Announced this morning, the economy added 678,000 jobs in February, more than expected. The Leisure and Hospitality industry was again strong, adding 179,000 jobs, as individuals came back to work especially at Food and Drinking places. The Unemployment Rate ticked two tenths lower to 3.8% and the Labor Force Participation Rate was slightly higher at 62.3%. Average Hourly Earnings increased 5.1% on an annual basis, less than expected, and Average Weekly Hours were 34.7, one tenth higher than the revised figure from the previous month. Overall, a strong report with a higher headline number and a lower unemployment rate. The labor market remains tight and does should not deter the Federal Reserve from their plans to tighten policy.

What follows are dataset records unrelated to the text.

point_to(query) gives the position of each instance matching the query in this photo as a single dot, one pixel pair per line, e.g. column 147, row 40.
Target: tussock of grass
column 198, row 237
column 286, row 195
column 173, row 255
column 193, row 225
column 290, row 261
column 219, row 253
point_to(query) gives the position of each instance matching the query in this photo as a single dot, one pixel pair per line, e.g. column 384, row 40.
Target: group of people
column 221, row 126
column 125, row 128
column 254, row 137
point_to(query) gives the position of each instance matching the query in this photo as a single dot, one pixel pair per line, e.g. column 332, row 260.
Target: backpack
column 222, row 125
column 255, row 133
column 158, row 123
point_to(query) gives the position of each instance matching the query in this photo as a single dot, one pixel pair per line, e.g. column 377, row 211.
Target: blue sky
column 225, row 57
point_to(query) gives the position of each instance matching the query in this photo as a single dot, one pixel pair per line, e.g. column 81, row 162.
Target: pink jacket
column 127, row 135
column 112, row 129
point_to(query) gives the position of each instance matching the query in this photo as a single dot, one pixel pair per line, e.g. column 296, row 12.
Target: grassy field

Meanwhile, tensions in Ukraine remain high as the Russian invasion unfolds. As Russia takes more control including reportedly seizing a nuclear power plant this morning, the members of the North American Treaty Organization (NATO) continue to stand their ground while trying to keep diplomatic channels open and avoiding further escalation. The uncertainty has led to increased market volatility and higher commodity prices in an already high inflationary environment. We continue to monitor the situation and believe our current allocation recommendations are appropriate as we focus on medium-term outcomes.
In all, U.S. 10-year treasury yield ticks lower and equity futures are also lower as we head into the market open.